When Jesus had finished all his words to the people, he entered Capernaum. A centurion there had a slave who was ill and about to die, and he was valuable to him. When he heard about Jesus, he sent elders of the Jews to him, asking him to come and save the life of his slave. They approached Jesus and strongly urged him to come, saying, “He deserves to have you do this for him, for he loves our nation and he built the synagogue for us.” And Jesus went with them, but when he was only a short distance from the house, the centurion sent friends to tell him, “Lord, do not trouble yourself, for I am not worthy to have you enter under my roof. Therefore, I did not consider myself worthy to come to you; but say the word and let my servant be healed. For I too am a person subject to authority, with soldiers subject to me. And I say to one, Go, and he goes; and to another, Come here, and he comes; and to my slave, Do this, and he does it.” When Jesus heard this he was amazed at him and, turning, said to the crowd following him, “I tell you, not even in Israel have I found such faith.” When the messengers returned to the house, they found the slave in good health.

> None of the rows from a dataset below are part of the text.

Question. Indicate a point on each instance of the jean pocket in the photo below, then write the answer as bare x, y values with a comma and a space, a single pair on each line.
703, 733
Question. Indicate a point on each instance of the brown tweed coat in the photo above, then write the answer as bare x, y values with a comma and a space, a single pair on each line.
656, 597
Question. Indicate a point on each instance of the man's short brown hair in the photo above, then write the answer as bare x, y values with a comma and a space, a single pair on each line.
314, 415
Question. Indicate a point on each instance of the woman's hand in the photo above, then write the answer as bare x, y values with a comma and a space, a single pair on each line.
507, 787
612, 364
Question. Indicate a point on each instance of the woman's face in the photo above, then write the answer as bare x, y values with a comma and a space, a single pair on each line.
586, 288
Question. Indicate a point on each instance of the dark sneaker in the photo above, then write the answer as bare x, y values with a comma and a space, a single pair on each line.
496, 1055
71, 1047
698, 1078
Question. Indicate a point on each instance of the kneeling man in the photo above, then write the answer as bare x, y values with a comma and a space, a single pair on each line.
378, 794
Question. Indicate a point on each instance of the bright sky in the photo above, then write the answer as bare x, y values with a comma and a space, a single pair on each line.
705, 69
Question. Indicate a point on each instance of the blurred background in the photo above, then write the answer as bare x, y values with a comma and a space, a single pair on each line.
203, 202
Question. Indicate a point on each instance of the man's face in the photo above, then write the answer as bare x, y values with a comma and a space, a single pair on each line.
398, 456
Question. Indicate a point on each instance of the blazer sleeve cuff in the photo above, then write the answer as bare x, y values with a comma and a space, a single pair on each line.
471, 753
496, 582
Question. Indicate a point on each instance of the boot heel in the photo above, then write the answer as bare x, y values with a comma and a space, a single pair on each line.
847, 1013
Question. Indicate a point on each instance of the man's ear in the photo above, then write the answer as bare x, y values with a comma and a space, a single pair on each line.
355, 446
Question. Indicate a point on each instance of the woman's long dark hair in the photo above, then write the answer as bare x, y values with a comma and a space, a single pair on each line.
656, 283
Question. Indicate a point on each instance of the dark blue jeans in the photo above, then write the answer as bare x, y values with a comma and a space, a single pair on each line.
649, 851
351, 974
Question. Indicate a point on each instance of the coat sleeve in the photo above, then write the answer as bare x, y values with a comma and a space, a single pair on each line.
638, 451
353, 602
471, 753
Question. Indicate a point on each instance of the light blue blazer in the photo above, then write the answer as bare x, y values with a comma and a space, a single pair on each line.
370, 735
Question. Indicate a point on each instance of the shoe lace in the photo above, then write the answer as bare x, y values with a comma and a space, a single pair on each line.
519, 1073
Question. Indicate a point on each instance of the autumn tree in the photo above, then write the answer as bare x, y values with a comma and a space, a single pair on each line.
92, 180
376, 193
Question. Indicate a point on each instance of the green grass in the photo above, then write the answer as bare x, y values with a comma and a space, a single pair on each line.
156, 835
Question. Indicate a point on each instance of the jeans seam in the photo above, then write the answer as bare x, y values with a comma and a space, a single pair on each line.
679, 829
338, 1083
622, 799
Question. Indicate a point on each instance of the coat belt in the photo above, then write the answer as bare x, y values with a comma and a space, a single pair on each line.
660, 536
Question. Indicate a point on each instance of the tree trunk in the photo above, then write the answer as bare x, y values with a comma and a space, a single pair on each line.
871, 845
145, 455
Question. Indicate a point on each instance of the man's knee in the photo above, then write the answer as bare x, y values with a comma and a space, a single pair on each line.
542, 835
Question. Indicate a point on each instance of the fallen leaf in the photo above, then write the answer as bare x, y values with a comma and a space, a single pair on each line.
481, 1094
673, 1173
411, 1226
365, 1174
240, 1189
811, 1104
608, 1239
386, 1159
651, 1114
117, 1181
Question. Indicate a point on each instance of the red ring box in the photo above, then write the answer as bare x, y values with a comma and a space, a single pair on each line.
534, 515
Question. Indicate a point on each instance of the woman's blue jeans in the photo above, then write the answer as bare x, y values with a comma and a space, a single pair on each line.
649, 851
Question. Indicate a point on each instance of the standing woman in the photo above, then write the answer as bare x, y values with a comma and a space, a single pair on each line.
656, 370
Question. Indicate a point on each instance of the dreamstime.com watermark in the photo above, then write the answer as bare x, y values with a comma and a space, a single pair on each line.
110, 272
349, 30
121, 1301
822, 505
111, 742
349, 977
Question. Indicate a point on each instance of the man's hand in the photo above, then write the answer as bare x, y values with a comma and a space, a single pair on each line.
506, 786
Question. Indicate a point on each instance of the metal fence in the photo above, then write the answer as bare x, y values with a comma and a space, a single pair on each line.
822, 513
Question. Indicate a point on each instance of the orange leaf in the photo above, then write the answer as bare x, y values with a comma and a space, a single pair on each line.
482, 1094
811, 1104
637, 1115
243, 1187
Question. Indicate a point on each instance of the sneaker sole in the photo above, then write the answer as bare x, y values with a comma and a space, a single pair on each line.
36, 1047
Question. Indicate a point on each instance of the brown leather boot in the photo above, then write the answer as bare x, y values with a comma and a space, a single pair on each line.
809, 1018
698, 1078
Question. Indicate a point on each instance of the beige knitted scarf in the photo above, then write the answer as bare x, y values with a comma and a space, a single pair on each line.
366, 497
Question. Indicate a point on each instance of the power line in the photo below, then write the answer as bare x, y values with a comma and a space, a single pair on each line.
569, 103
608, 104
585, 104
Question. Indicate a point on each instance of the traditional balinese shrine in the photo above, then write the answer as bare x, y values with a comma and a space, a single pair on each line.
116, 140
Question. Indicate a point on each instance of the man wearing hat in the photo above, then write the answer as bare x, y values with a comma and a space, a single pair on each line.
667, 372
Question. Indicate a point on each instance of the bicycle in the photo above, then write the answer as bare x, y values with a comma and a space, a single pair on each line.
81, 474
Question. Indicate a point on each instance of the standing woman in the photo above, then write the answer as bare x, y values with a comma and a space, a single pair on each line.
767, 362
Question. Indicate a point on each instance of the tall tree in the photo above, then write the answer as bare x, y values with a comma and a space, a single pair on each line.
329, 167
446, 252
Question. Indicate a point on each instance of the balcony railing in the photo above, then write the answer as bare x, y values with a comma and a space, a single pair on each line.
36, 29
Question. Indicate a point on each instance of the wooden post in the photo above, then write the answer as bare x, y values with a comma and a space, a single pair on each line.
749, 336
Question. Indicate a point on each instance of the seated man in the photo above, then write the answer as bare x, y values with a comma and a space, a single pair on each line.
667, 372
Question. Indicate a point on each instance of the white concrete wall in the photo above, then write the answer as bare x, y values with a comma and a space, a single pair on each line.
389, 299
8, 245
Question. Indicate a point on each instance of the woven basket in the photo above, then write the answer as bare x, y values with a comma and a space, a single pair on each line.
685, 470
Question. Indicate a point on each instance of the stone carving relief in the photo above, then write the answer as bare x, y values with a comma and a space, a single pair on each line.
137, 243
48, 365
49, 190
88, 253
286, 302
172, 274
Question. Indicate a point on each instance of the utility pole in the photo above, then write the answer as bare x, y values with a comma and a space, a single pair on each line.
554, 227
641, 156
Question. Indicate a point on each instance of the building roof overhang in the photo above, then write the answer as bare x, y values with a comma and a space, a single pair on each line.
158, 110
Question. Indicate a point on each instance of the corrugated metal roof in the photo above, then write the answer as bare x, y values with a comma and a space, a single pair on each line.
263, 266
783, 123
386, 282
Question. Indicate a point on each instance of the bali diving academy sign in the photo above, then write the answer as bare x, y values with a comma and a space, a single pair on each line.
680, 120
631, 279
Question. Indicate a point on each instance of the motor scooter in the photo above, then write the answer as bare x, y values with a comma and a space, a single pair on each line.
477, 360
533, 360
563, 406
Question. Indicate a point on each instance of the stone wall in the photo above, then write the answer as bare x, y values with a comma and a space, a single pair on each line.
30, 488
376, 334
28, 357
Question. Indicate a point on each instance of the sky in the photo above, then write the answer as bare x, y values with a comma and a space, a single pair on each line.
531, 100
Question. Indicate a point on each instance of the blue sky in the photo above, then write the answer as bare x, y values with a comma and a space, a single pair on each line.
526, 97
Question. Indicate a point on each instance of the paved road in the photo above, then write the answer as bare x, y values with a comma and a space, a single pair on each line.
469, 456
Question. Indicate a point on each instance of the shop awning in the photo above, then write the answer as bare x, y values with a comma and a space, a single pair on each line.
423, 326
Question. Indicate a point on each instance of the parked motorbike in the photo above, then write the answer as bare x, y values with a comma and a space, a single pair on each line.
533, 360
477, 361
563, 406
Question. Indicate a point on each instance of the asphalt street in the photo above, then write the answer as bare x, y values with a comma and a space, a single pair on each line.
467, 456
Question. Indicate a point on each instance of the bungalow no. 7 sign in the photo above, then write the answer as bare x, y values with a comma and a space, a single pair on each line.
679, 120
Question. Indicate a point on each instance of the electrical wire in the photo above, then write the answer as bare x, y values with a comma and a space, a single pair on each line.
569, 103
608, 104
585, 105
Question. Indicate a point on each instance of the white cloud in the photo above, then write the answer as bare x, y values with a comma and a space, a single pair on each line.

This feast was added to the Church calendar in 1684 to commemorate the victory of the Catholic armies of the Holy Roman Empire and the Kingdom of Poland under King John III Sobieski over the Ottoman Turks, who were threatening to overrun Europe at that time.  Thanks to this decisive  victory, the Ottomans never again threatened Western Europe, and from then on underwent a slow decline which resulted in most of the Balkans being freed from Moslem rule by the beginning of the twentieth century.  Over the centuries, three feasts were added to the calendar in celebration of God’s preserving Christendom from the Muslims: the Feast of the Transfiguration on August 6; the present feast; and the Feast of the Most Holy Rosary on October 7.  The calendar resulting from the Second Vatican Council did not include the feast, but Pope John Paul II reinstated it some years later.  It is fitting that the Virgin Mary’s name is connected to this victory, for she is “terrible as an army in battle array” (Song of Songs 6, 9), that is, mighty to deliver those who love her from the temptations and threats of all our enemies.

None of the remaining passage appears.